登山道周辺の山腹にネットを張る三嶺の自然を守る会の会員(県提供)=剣山

 徳島県は、剣山山系「三嶺」(標高1894メートル)の登山道の修繕と周辺の植生回復に取り組む費用を、インターネット上で資金調達するクラウドファンディング(CF)型ふるさと納税で募っている。資金面の支援に加え、CFを通じて県内外の人に三嶺の自然環境に関心を持ってもらうのが目的。

 剣山国定公園の西部に位置する三嶺は台風や登山者の踏圧のほか、ニホンジカによる食害の影響で、植生の消失や樹木の枯死が進み、登山道の土砂流出などを引き起こしている。

 このため、10月から来年3月(積雪期を除く)までの期間に修繕工事などに取り組む。名頃登山道の標高約1500メートル付近から三嶺山頂まで約1・5キロの区間で、荒廃が著しい数カ所を角材を使って階段状にするなど修繕を行うほか、登山道周辺に天然のヤシ繊維でできたネットを敷いて植生の再生を図る。工事中も登山道は利用できる。

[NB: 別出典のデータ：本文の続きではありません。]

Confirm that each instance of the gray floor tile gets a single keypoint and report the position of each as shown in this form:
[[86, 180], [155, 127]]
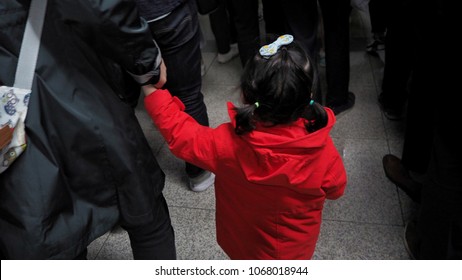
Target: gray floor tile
[[369, 197], [358, 241]]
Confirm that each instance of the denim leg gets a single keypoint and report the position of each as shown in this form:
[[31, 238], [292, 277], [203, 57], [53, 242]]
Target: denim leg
[[155, 240], [178, 37]]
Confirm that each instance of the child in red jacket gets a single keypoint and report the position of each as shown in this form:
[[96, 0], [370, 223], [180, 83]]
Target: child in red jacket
[[275, 162]]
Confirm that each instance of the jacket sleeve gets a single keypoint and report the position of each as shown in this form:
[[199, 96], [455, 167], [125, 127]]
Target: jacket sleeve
[[336, 178], [186, 138], [115, 30]]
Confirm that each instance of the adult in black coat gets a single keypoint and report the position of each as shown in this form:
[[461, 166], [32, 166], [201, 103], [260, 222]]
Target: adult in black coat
[[87, 166]]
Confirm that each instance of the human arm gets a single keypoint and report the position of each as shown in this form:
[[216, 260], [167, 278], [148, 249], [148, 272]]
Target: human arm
[[335, 179], [186, 138], [115, 30]]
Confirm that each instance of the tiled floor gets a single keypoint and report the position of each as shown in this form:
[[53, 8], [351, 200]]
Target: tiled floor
[[366, 223]]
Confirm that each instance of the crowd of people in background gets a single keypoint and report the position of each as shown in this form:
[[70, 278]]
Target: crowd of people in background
[[88, 166]]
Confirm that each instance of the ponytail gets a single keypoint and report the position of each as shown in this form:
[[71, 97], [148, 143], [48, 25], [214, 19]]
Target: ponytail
[[245, 119], [316, 116]]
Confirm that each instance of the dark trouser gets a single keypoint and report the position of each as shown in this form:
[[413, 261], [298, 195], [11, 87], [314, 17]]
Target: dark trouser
[[440, 219], [155, 240], [336, 19], [223, 28], [178, 37], [300, 20], [378, 11], [247, 27], [399, 59]]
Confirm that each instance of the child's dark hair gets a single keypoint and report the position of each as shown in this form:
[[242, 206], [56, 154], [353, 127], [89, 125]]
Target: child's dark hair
[[278, 89]]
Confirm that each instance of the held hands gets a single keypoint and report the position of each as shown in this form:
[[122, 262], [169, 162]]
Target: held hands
[[148, 89]]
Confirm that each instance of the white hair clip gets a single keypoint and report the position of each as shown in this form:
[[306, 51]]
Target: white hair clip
[[271, 49]]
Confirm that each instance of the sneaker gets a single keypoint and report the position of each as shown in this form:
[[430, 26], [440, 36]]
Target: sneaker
[[232, 53], [346, 106], [399, 175], [411, 240], [202, 182]]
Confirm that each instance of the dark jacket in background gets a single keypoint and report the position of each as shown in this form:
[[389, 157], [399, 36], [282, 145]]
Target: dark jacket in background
[[87, 165]]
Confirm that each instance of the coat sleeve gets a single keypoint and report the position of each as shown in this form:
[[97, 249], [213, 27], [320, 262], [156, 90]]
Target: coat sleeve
[[186, 138], [336, 178], [115, 30]]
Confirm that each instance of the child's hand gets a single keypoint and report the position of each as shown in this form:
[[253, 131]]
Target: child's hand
[[148, 89]]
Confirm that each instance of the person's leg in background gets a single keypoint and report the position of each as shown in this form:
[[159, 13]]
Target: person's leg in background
[[378, 15], [178, 37], [399, 49], [224, 31], [336, 20], [247, 27], [154, 240]]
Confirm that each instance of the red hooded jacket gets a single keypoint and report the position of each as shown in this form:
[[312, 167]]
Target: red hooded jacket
[[270, 184]]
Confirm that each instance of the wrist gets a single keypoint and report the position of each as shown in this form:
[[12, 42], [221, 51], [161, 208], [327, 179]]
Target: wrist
[[148, 89]]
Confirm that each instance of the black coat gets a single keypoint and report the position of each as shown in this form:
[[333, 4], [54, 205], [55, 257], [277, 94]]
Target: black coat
[[87, 165]]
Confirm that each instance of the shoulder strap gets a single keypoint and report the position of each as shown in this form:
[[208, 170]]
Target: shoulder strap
[[30, 45]]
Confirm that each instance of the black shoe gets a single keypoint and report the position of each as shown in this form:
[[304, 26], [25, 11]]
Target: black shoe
[[398, 174], [411, 240], [346, 106]]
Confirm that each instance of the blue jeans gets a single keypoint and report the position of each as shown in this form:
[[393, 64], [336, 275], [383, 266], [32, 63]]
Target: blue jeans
[[178, 37]]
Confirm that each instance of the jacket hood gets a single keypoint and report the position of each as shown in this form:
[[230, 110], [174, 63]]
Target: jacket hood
[[283, 151]]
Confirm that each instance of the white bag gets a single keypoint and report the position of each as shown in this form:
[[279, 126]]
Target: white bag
[[14, 100]]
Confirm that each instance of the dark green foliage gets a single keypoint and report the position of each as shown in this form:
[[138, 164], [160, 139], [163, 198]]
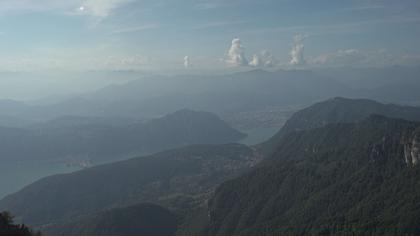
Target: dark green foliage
[[8, 228], [138, 220], [179, 179], [338, 110], [343, 179]]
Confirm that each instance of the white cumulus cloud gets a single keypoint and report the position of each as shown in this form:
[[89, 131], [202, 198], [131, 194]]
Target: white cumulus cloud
[[187, 62], [341, 58], [236, 54], [263, 59], [297, 52]]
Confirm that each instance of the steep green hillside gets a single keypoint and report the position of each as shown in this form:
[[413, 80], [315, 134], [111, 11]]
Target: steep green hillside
[[139, 220], [342, 179], [8, 228], [179, 179], [338, 110]]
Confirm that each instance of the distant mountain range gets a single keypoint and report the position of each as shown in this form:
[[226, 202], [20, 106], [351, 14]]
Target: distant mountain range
[[180, 179], [339, 167], [341, 179], [239, 92], [100, 139], [338, 110]]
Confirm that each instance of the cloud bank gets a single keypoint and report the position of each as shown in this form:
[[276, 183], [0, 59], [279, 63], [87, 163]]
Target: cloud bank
[[297, 52], [236, 54], [187, 62], [263, 59]]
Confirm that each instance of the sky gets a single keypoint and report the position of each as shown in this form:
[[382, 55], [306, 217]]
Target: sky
[[211, 35]]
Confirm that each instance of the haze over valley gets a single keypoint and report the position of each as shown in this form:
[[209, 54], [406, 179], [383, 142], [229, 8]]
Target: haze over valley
[[209, 118]]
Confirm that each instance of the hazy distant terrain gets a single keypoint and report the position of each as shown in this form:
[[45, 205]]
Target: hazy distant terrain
[[335, 136], [209, 118]]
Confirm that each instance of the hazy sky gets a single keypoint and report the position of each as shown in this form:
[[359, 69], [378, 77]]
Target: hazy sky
[[44, 35]]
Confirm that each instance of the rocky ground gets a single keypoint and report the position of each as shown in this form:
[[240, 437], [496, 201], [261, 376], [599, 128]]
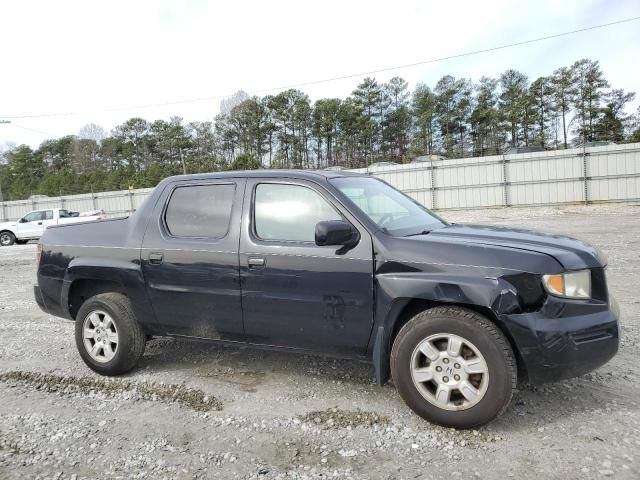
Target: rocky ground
[[196, 410]]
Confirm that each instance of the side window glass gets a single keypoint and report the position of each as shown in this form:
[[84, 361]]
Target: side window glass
[[201, 211], [33, 216], [289, 212]]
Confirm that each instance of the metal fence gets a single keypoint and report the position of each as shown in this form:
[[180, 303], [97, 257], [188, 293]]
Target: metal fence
[[585, 175]]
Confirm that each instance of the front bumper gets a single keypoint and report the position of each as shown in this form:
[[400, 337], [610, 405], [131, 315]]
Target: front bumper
[[565, 339]]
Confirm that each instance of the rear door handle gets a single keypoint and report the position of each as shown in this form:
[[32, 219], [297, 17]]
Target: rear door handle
[[155, 258], [256, 262]]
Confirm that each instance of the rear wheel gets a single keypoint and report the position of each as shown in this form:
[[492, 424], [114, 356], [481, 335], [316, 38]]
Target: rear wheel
[[7, 239], [453, 367], [108, 337]]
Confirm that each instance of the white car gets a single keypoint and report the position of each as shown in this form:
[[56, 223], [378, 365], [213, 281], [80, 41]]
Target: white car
[[33, 224]]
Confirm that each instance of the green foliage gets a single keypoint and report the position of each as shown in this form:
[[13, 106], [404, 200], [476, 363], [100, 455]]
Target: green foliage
[[377, 122]]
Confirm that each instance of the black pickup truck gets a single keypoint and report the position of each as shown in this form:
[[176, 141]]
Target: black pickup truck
[[340, 264]]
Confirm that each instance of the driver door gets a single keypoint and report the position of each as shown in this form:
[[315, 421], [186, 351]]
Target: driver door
[[294, 292]]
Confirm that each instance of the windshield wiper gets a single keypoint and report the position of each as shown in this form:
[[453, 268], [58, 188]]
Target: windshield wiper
[[424, 232]]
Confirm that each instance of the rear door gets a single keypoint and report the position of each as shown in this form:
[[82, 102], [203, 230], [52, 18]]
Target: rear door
[[295, 293], [190, 259]]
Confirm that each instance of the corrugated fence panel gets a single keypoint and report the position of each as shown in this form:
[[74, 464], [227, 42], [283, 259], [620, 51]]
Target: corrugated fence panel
[[540, 178]]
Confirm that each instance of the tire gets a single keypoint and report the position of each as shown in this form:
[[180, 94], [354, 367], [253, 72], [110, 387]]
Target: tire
[[484, 348], [7, 239], [107, 317]]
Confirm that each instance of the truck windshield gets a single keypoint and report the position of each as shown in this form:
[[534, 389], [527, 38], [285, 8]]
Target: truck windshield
[[394, 212]]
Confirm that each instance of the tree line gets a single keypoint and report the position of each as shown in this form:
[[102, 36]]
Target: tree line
[[457, 117]]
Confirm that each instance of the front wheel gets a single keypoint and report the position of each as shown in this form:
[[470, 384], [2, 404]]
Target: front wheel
[[7, 239], [453, 367], [108, 337]]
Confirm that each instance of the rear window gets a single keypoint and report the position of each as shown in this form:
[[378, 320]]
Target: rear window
[[201, 211]]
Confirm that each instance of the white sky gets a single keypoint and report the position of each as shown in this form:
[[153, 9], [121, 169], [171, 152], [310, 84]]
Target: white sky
[[90, 57]]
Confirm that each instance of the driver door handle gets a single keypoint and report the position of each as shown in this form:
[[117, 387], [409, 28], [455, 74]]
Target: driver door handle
[[155, 258]]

 CFの目標金額は100万円。目標額に達しなくても工事は進める。

 ふるさと納税のポータルサイト「ふるさとチョイス」内の特設サイトから寄付できる。県外の寄付者にはスダチや藍染のタオルなどの返礼品がある。総務省からの通知に基づき、県内寄付者に返礼品はない。

 CFの募集は8月31日まで。西部総合県民局保健福祉環境部は「CFを通して登山者の安全を確保するとともに、自然保護の意識を高めたい」と協力を呼び掛けている。